From the totalitarian point of view history is something to be created rather than learned. … every major change in policy demands a corresponding change of doctrine and a revaluation of prominent historical figures. This kind of thing happens everywhere, but is clearly likelier to lead to outright falsification in societies where only one opinion is permissible at any given moment.

Because totalitarian leaders can only remain in power through either violence or fraud, totalitarianism “does not so much promise an age of faith as an age of schizophrenia,” with facts and interpretations liable to be changed at any moment. Such a society can never become “intellectually stable.” Moreover, Orwell argues that the chilling effects of totalitarianism can spread outside its borders:

But to be corrupted by totalitarianism one does not have to live in a totalitarian country. The mere prevalence of certain ideas can spread a kind of poison that makes one subject after another impossible for literary purposes. Whenever there is an enforced orthodoxy—or even two orthodoxies, as often happens—good writing stops. This was well illustrated by the Spanish Civil War. To many English intellectuals the war was a deeply moving experience, but not an experience about which they could write sincerely. There were only two things that you were allowed to say, and both of them were palpable lies: as a result, the war produced acres of print but almost nothing worth reading.

But still, those of us who live in Western democracies don’t live under totalitarian censorship. Do we not have enough freedom to express ourselves as we wish? Writing about ideological positions, Orwell makes an important observation on how orthodoxies destroy the possibility of good faith debate:

The Catholic and the Communist are alike in assuming that an opponent cannot be both honest and intelligent. Each of them tacitly claims that “the truth” has already been revealed, and that the heretic, if he is not simply a fool, is secretly aware of “the truth” and merely resists it out of selfish motives.
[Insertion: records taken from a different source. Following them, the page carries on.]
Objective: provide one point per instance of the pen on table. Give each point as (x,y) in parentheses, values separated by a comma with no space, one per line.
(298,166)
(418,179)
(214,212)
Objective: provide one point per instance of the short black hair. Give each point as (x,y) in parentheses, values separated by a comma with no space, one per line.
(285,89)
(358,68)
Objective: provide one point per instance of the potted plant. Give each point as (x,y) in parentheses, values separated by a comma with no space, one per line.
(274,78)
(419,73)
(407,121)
The polarization of politics, especially in America, makes the above true today. As the political sphere is pulled apart towards the left and right extremes, the people in each orthodoxy begin to see their opponents as either devious or dumb. In a situation where each side views the other as being composed of either idiots or liars, the possibility of honest discourse vanishes.

This presents a problem for the sincere writer. The thing with having two orthodoxies is that when there is only one, a critic is essentially a “heretic,” someone who challenges the orthodoxy’s tenets, and their critique stands or falls on its merits—or at least has a chance to do so if the arguments are heard. On the other hand, when there are two orthodoxies, the critic will be assumed to be part of one or the other camp, depending on the target of their arguments. They won’t be seen as a “heretic,” but a member of the opposing faction. Even if the writer has no such affiliations, any argument they make which one side doesn’t like will automatically place them in the enemy camp.
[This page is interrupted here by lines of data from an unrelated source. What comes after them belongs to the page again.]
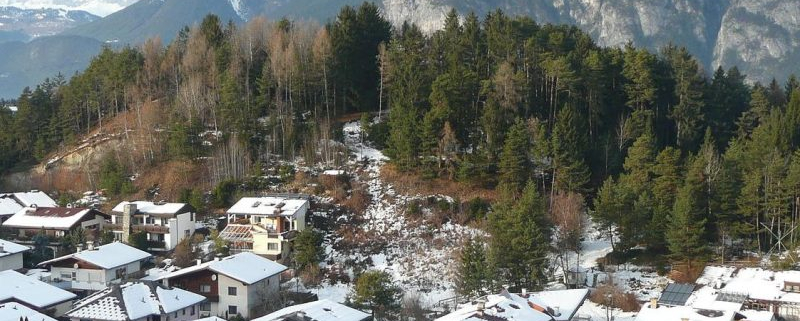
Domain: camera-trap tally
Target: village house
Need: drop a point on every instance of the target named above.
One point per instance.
(11, 203)
(34, 294)
(729, 293)
(138, 301)
(654, 311)
(166, 224)
(244, 284)
(322, 310)
(14, 311)
(560, 305)
(96, 268)
(54, 221)
(265, 225)
(11, 255)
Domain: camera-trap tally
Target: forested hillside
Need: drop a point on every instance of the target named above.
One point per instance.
(665, 157)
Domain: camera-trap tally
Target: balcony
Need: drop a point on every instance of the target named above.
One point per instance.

This writer is now stuck between two bad choices. Those wanting to be read by as many people as possible might want to distance themselves from politics by avoiding any opinions that might be controversial, opinions which may anger one of the orthodoxies. But because you don’t know exactly what you can and cannot touch, you’ll steer clear of anything that might have even the slightest potential to cause a stir. The result is massive self-censorship and constriction of thought, and, in turn, bland and banal work.
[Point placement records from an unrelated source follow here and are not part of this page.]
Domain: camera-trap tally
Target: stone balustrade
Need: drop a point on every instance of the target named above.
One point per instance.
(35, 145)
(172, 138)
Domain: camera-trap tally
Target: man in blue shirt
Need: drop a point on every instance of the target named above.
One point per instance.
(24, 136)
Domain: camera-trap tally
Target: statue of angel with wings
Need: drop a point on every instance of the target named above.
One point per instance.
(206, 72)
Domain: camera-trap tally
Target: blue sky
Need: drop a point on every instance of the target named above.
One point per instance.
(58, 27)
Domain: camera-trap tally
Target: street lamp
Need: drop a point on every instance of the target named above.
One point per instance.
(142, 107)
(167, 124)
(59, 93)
The other thing a writer can do is openly declare themselves for this or that side. But this also doesn’t work because now your opinions have been chosen for you, and you will have to stick to them or risk alienating the only audience you have left. Once again you’ll censor yourself, and while you’ve expanded the range of topics you can talk about, you’ve chained your thought to an ideology, relinquishing your chances of producing original work.